Most traders say that markets nowadays have changed, become more volatile and chaotic. They are definitely harder to trade than 5 or 10 years ago. Classical trading, which worked a couple of years ago, now doesn’t. So most traders are in search of “the magical tool” to predict the markets, often using complicated mathematic formulas or even astrology. People are in search of a robust strategy, which will produce stable profit despite all the market changes. One of this strategies is **spread trading**.

Generally, spread is the difference of two or more (it’s called basket then) financial instruments. Each instrument is generally taken into calculation multiplied by a weight coefficient. If a negative weight is used, the instrument will be sold when buying the spread and the other way round.

Below is a clear example of spread trading. On the upper chart we can see futures on "Gazprom" (blue) and "Lukoil" (red) shares, on the bottom – spread chart of these two instruments. When prices diverge (“Lukoil” is cheaper), we sell the spread, thus we sell “Gazprom” and buy “Lukoil”. After the prices get close to each other (note the spread going to 0), we close our basket position getting about 600 points of profit.

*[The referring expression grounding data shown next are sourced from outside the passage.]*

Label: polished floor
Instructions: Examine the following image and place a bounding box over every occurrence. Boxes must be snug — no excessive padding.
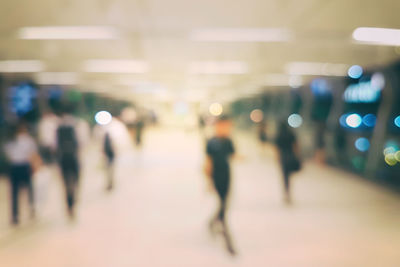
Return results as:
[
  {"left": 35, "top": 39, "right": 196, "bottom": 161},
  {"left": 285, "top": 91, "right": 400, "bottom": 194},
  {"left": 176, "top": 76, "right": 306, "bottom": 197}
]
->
[{"left": 0, "top": 123, "right": 399, "bottom": 267}]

One important thing when trading the basket is the correct choice of instruments. Often highly correlated instruments are used, for example stocks of companies which operate in the same inductry, futures with different expiry times, currencies which depend on each other. This hint gives the opportunity to achieve a market-neutral position, where trader profits from divergence and convergence of instruments’ prices.

Different types of spread trading are **arbitrage trading** and **pair trading**.

**Arbitrage trading** is based on trading the same instrument or similar ones. Depending on the tools used, arbitrage trading can be divided into several types:

– spatial arbitrage assumes the same instrument, traded on different exchanges, is used;

– equivalent arbitrage is using an instrument traded on different markets, for example stock – futures on this stock, or stock – ADR;

– Calendar arbitrage, where futures with different expiry dates are traded.

**Pair trading** is trading a “basket” of strictly two instruments. In contrast to arbitrage, where same instrument is traded, pair trading uses different instruments, but highly correlated ones. Typically, the paper is of one sector of the economy, for example, shares of "Apple" and "Google", or similar futures - oil and fuel oil, wheat, corn, etc.

One may ask: hey, why should I pay twice the commissions if I can just trade one instrument (or a cross pair like EURGBP)? The answer is – if properly constructed, the spread is much more **predictable** than the behavior of individual financial instruments. It is well known that the price of a financial instrument cannot be properly forecasted.Why? Because it’s affected by many external factors: the change in the political situation, economic news, natural disasters, etc. By trading a composite symbol, we remove the effects of unpredictable market factors, leaving only the effect of deeper, long-running factors reflecting the fundamental relationship between the instruments. Thus, instrument spread is proven to be more predictable than individual ones.

Another important advantage of spread trading is the fact that the spread, compared to individual instruments, is more **stationary**, less changing with time. Why is stationary so important to trade? The main problem for all developers of automated trading systems : a time series of individual financial instruments are inherently non-stationary, ie, of their development are changing with time, and, as a consequence, the trading system, proven in the past will not necessarily work as well in the future. But spread is the **price ratio** between instruments, which is much more stationary, thus a profitable spread trading system is more likely to be a **robust** system – not losing performance after some time.

Other advantages of spread trading are:

**Lower risks.** When trading convergence-divergence spread, both instruments are mutually hedged, and the net position remains neutral to the market. Therefore, risks of making a loss as a result of sudden unexpected market movements when trading spread is minimized. Thus, in comparison with classic trading strategies, spread trading carries a much lower risk.

**A simple trading strategy.** The basic spread trading strategy is **very simple**: let’s say we have a basket which goes in a range of highs-lows, always reverting to its mean price, meaning it’s **cointegrated**. It should just be bought when approaching its low range and sold when going near high values. It’s both easy to trade discretionally and by implementing into automatic trading robots.

**Great potential.** Nowadays, with the flood of online trading tools, even small-cap investors like most traders have access to a wide range of financial instruments with various trading. All these are opportunities to find a profitable system while maintaining low risk.

Thus, the spread trading is a powerful and deep trading strategy, which has many advantages. Not so long before, this strategy was only available to large investors and hedge funds. Now, is accessible to ordinary traders. Sheer statistics advocate for spread trading: nearly all traders, who tried trading baskets of instruments, never return to single instrument trading.